The presence of mixed features in bipolar disorder (BD) has been associated with a worse clinical course and high rates of comorbidities including anxiety, personality, alcohol and substance use disorders and head trauma or other neurological problems . A recent study reports the connection of neurosyphilis and mania . The aim of our study is to evaluate an inpatient with a psychotic mixed state due to a medical condition (neurosyphilis).
An inpatient with psychotic mixed state in BD was assessed with: SCID-P, HRSD, YMRS, and a complete internistical examination, blood test exams, urinanalysis, electrocardiogram and ecocardiogram, as well as a first level brain imagin (CT and/or MRI). We conducted a systematic review of the literature (PubMed, Embase, PsychInfo), using the terms “bipolar disorder”, “neurosyphilis” AND “mixed state”.
A comprehensive diagnostic and laboratory screening was unremarkable except for a positive venereal disease research laboratory (VDRL). Treatment for syphilis was started and we used olanzapine to control the psychiatric symptoms.
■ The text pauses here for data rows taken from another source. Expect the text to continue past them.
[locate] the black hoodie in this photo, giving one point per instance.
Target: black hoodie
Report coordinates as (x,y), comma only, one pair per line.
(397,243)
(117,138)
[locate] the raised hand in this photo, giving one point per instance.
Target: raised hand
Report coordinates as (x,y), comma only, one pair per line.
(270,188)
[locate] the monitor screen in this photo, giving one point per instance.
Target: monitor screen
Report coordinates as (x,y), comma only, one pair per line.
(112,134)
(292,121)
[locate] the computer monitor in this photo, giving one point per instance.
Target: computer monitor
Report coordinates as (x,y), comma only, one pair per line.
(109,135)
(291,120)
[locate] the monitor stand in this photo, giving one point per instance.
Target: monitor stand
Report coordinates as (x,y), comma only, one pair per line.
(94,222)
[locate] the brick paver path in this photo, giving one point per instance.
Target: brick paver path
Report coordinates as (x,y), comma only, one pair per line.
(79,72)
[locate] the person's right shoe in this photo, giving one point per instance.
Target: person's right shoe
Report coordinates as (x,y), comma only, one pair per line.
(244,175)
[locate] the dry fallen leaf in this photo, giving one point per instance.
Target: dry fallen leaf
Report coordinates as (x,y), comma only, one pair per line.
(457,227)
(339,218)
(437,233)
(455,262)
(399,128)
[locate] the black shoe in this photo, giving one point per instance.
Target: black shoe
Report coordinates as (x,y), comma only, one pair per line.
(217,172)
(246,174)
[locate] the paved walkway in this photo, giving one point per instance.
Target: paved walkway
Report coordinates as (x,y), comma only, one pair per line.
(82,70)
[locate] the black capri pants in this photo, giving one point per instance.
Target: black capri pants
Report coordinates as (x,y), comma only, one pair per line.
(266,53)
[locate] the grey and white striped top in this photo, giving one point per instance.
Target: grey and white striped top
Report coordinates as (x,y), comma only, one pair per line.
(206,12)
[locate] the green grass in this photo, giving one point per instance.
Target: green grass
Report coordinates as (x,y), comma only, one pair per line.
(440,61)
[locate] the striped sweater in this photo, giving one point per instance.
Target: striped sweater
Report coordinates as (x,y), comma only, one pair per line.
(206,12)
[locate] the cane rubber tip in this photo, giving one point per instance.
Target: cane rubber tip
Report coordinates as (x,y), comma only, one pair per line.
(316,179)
The estimated annual incidence of non-HIV STIs (sexually transmitted infections) has increased by nearly 50% during the period 1995–2008 . Our case report underly, like Barbosa et al., the need to evaluate neurosyphilis as a potential cause of behavioural and psychiatric symptoms that simulate a psychotic mixed state of bipolar disorder. Olanzapine control and improve the psychiatric symptomatology in neurosyphilis. Methodological limitations, clinical implications and suggestions for future research directions are considered.
The authors have not supplied their declaration of competing interest.